18. the manufacturing method of semiconductor devices according to claim 16, which is characterized in that the formation for exhausting structure Method, comprising:

The depositing insulating layer in the upper surface of the semiconductor substrate and the groove, to cover the upper table of the semiconductor substrate The bottom and inner sidewall of face and the groove；

The first polysilicon layer is deposited, to cover a part of the bottom of the groove and the inner sidewall of the groove.

19. the manufacturing method of semiconductor devices according to claim 18, which is characterized in that further include:

Etching is located at the insulating layer of the remainder of the upper surface of the semiconductor substrate and the inner sidewall of the groove, to be thinned The thickness of insulating layer on the remaining inner sidewall of the groove；

Continue to deposit the polysilicon layer, to continue to fill up the groove.

20. the manufacturing method of semiconductor devices according to claim 19, which is characterized in that further include:

In the inner sidewall for the groove not covered by polysilicon layer, the processing step in claim 20 is repeated, until polycrystalline Silicon layer fills the full groove.

21. the manufacturing method of semiconductor devices according to claim 18, which is characterized in that further include:

Gate oxide is deposited, to cover the upper surface of the semiconductor substrate and the upper surface of the groove；

Patterned second polysilicon layer is formed in the upper surface of the gate oxide.

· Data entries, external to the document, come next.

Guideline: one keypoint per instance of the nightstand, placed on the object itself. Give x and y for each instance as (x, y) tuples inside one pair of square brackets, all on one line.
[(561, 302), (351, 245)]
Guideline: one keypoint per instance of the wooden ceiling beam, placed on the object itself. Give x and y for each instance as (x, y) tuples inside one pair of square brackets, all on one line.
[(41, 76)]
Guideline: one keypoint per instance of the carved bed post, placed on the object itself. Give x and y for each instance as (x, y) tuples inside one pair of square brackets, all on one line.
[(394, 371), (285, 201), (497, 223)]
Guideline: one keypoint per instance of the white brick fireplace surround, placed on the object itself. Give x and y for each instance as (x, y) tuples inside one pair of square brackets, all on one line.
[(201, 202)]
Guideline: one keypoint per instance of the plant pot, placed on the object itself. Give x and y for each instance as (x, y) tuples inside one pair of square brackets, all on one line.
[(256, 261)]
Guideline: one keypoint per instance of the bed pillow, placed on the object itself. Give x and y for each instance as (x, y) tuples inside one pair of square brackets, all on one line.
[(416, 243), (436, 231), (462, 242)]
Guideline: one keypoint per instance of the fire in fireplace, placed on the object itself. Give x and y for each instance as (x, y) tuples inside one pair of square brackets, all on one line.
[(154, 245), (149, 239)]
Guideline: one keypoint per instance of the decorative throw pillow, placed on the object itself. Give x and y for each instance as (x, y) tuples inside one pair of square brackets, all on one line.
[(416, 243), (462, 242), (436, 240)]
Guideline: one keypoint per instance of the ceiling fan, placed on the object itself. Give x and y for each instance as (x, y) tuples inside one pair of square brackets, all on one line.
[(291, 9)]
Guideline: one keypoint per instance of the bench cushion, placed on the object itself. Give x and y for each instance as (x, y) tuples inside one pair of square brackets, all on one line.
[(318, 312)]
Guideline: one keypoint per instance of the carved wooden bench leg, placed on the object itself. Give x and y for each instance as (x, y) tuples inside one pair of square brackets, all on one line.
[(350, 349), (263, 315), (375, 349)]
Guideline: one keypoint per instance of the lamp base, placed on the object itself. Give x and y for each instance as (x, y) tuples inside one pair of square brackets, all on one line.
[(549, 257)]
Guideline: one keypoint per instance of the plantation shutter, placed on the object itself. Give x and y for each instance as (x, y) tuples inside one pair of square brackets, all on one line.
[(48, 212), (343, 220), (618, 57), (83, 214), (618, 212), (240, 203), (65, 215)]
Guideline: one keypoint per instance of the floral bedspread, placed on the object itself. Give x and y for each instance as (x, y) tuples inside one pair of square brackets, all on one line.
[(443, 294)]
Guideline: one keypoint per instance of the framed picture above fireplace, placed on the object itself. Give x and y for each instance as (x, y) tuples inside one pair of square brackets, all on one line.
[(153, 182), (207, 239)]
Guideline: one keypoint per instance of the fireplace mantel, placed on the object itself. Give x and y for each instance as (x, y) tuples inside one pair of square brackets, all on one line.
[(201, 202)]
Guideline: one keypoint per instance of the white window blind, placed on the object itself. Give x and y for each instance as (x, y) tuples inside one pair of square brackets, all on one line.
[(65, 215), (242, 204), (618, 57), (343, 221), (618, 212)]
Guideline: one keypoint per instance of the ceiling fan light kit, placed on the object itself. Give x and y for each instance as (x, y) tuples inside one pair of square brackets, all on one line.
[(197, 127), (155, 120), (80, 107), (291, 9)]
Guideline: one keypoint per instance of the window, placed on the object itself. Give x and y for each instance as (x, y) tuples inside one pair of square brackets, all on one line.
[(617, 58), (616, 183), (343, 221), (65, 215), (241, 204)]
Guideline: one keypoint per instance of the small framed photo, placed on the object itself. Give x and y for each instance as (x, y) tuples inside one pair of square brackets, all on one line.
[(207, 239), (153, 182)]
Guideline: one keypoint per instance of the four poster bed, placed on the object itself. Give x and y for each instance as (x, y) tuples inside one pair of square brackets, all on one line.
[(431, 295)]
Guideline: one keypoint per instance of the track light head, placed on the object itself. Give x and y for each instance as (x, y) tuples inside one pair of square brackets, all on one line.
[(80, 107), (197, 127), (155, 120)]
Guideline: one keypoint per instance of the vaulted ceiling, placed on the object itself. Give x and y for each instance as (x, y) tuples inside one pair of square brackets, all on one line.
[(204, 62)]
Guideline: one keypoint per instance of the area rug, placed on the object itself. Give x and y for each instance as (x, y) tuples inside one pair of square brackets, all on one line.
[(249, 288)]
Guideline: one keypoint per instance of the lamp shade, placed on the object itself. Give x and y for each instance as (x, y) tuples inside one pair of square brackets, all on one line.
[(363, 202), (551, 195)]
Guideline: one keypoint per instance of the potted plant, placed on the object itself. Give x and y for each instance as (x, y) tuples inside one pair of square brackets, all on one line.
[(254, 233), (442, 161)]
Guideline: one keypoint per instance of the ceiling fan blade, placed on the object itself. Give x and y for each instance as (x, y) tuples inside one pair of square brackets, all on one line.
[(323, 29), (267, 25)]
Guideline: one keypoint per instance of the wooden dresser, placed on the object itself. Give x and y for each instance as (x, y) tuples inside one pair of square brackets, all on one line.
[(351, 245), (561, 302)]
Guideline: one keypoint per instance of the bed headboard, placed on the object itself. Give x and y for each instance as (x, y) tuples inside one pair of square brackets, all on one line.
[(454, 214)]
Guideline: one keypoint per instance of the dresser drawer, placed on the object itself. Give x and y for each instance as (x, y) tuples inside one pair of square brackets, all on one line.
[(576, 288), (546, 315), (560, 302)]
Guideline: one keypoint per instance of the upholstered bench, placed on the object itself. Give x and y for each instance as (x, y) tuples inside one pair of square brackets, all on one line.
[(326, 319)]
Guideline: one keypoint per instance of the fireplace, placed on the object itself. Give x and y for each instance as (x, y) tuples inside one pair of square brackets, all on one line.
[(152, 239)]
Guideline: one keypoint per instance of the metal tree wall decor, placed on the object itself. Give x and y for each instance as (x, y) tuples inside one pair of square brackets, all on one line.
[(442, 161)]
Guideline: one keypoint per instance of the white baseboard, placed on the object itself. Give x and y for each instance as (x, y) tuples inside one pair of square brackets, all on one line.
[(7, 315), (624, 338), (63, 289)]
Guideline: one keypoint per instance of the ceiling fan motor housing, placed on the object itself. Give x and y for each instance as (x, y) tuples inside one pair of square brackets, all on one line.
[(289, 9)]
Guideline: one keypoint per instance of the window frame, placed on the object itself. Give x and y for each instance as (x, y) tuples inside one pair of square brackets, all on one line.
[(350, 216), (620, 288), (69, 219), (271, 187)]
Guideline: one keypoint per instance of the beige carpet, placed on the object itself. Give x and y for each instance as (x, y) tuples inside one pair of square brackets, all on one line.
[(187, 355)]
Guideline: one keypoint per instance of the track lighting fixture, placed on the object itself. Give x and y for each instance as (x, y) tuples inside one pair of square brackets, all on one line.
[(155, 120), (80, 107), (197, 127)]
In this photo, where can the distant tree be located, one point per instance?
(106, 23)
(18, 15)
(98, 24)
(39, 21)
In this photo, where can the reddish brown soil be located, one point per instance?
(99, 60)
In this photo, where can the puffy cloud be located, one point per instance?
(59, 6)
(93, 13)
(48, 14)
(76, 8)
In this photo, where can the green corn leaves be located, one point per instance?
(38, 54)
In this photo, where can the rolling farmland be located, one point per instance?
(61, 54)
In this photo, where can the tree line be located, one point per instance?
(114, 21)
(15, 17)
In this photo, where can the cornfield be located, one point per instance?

22. the manufacturing method of semiconductor devices according to claim 21, which is characterized in that further include:

In the semiconductor-based internal injecting p-type dopant, P-doped zone is formed, the P-doped zone is from described semiconductor-based The upper surface of body extends to inside the semiconductor substrate, and first side is adjacent with the lateral wall for exhausting structure, and second Side extends to the lower section of second polysilicon layer；

The P-doped zone inject N type dopant, formed N-doped zone, the N-type by the semiconductor substrate upper table Face extends to the inside of the P-doped zone.

23. the manufacturing method of semiconductor devices according to claim 21, which is characterized in that further include:

Etching is exposed to the gate oxide of the upper surface of the semiconductor substrate, with the exposed P-doped zone and the N Type doped region；

The first metal layer covers second polysilicon layer, the P-doped zone, N-doped zone and the groove it is upper Surface.

24. the manufacturing method of semiconductor devices according to claim 16, which is characterized in that the shape of the semiconductor substrate At method, comprising:

The semiconductor layer of N-type heavy doping is provided；

In the semiconductor layer that the upper surface growth N-type of the semiconductor layer of the N-type heavy doping is lightly doped；

The lower surface of the semiconductor layer of the N-type heavy doping, and deposited metal layer on it are thinned from the bottom to top, described in being formed Second metal layer.